Nudge theory in negotiations

Research: An offer’s chance of success is heavily influenced by how you frame it.

by Adam Gale
Last Updated: 27 Jul 2020

Anyone who has ever taken part in a negotiation will know that it is not a precise science, if a science at all. Human beings are not coldly rational and self-interested, at least in a uniformly predictable way. Even if we were, we’re not omniscient - and with imperfect information come imperfect decisions.

Enter behavioural economics, which attempts to reconcile our many biases and irrationalities with the homo economicus of the textbooks. 

Of particular interest, when it comes to negotiation tactics, is Richard Thaler and Cass Sunstein’s ‘nudge theory’, which suggests ways of making a proposal more agreeable by exploiting the other side’s unconscious thought processes.

For example, new research published in the Journal of Experimental Social Psychology looks at how framing an offer in terms of the minimum acceptable sale price can improve the chances of a favourable deal.

A group led by Martin Schweinsberg, assistant professor of organisational behaviour at ESMT Berlin, paired off 1,500 participants in the roles of buyers and sellers of a condo. Some buyers were instructed to make a simple offer, others to compare that offer with the seller’s target price, and others to compare it with the seller’s minimum price. 

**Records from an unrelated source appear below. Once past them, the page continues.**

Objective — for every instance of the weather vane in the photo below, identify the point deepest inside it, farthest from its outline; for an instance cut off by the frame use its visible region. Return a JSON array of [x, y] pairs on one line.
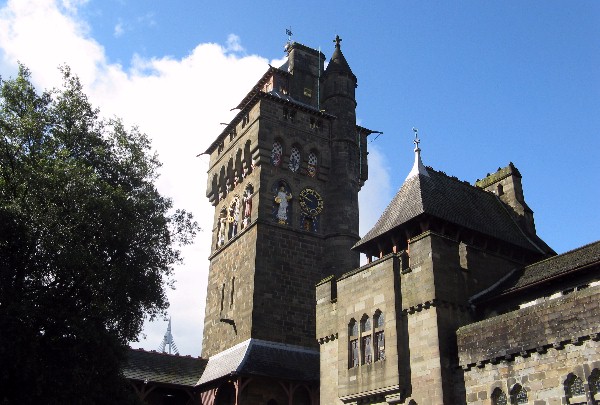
[[337, 41], [416, 141]]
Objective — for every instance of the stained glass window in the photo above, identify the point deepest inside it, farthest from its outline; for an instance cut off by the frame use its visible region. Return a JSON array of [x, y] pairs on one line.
[[595, 383], [520, 395], [575, 387], [294, 164], [379, 346], [354, 353], [312, 164], [379, 320], [276, 153], [499, 397], [367, 351], [366, 324]]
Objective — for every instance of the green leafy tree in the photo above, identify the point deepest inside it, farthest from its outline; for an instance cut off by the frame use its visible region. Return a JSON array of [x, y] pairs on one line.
[[86, 244]]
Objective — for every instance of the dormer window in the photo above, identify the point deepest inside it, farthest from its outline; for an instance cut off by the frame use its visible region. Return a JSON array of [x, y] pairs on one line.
[[289, 115], [500, 190]]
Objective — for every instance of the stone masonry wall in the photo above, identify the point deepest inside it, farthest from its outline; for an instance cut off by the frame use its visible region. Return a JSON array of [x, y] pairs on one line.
[[362, 292], [536, 347], [229, 295]]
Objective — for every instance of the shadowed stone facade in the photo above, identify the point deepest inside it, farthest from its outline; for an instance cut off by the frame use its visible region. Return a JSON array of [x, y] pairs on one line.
[[460, 301], [284, 178], [477, 309]]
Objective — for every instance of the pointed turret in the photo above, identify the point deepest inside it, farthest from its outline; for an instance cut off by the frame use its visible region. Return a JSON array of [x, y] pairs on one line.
[[432, 201], [338, 62], [338, 99]]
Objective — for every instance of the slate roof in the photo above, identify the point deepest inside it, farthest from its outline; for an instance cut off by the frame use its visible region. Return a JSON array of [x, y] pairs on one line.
[[259, 357], [163, 368], [457, 202], [545, 270]]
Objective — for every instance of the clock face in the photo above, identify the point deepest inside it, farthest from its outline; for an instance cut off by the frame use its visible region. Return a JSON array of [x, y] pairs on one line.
[[311, 202]]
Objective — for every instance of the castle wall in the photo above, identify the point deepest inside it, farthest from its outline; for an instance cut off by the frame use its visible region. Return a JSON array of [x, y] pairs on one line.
[[537, 347], [229, 291], [361, 293]]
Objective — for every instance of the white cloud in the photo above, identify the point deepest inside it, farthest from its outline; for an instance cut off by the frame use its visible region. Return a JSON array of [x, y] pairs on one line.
[[234, 43], [375, 195], [177, 102], [119, 30]]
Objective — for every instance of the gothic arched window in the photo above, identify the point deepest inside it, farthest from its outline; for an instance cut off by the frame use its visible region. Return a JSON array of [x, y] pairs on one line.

They found that those comparing the offer to the minimum price achieved significantly more success in the negotiation. 

“Imagine trying to buy a condo where the seller’s target price is $580,000 and their minimum price is $320,000. Instead of just saying 'my offer for the house is $450,000', adding the sentence ‘how does this compare with the minimum price you are willing to accept?’ increased the chances of the buyer’s offer being accepted, and made the counterpart happier,” said Schweinsberg.

“This demonstrates that how an offer is perceived is subjective depending on how the offer is framed and that it is possible for a negotiation to be nudged to have a ‘win-win’ outcome.”

The researchers suggest that this framing not only makes the offer seem comparatively favourable, but also improves your relationship with the seller - important, considering that being too successful in a single negotiation may be very detrimental to long-term commercial relationships, especially if the ‘losing side’ thinks they’ve been manipulated or nudged. (No one wants to be fleeced, whether by behavioural economists or otherwise.)

Interestingly, the research also found that if a seller has a better offer on the table, the minimum price framing approach tends to backfire. The first rule of negotiation remains to do your homework.